There are few things I like less than driving around looking for a parking spot. I am a first-come, first-parker. When I see an empty spot, even when it is half a mile from the place we’re going, I’ll take it. This is one of the few areas where Kelly and I have a difference of opinion. She is willing to drive around looking for a better spot, and often urges me (strongly urges me) to do better. But parking is one of those things that raises my blood pressure to dangerous levels. Given the choice between searching for a better parking spot, or having a cavity filled, I’d have to think about it seriously before making the decision to have the cavity filled.

“Parking” is an annoyingly misleading word. It gives the impression of parks, and yet leaves you on a sprawling landscape of cracked pavement that looks nothing like a park. Probably, the place was once a “park” and the act of “parking” was to convert the trees and beauty into a bleak cement geometry.

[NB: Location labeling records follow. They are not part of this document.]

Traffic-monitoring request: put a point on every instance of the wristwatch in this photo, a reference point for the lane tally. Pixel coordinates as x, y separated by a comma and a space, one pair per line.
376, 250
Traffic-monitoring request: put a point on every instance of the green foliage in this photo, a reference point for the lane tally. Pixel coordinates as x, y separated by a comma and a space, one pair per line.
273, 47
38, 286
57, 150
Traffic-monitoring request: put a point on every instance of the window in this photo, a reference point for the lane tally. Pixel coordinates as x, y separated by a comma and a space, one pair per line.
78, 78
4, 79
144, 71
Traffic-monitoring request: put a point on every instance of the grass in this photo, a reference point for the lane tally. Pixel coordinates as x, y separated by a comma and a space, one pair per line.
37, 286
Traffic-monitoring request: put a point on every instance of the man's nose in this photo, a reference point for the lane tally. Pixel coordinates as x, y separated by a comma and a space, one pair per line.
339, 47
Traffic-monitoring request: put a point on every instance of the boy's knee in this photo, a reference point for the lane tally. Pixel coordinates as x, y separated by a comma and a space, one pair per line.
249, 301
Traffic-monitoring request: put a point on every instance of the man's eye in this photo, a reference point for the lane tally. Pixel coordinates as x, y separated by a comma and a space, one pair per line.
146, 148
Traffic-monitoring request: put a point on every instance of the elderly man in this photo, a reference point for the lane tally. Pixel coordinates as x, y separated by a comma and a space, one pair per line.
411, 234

It occurred to me, however, that there is hope on the horizon, in the form of self-driving cars. The current logical progression of such cars is that the will eliminate the need for people to own their own cars, at least, any car that isn’t collectible. When you need a car, you request one, much like you do through über today, the car picks you up, drops you off at your destination, and drives away seeing other passengers.

This means, of course, never having to parking again. If I need to go to the store, I request a car, it drops me off in front of the store, and I go in and do my shopping, requesting another car when I am finished. Probably, this will be an additional question on the self-checkout screen: “Do you need a car?”

Going one step further, however, I realized it might mean an end to most parking lots as well. I could imagine that some car services would give a person the option to have the car wait for them for a short period of time, for which there would need to be space for the car to wait. But in the vast majority of cases, waiting wouldn’t be necessary, and parking lots could be unpaved and replaced with parks. That would also make “Big Yellow Taxi” as obsolete as the rotogravure.

There may be some down sides to self-driving cars. But to never have to park a car again is a huge upside for me. And for now, at least, I am not going to worry about where all of those self-driving cars will be stored when they are not skittering about the roads driving people places.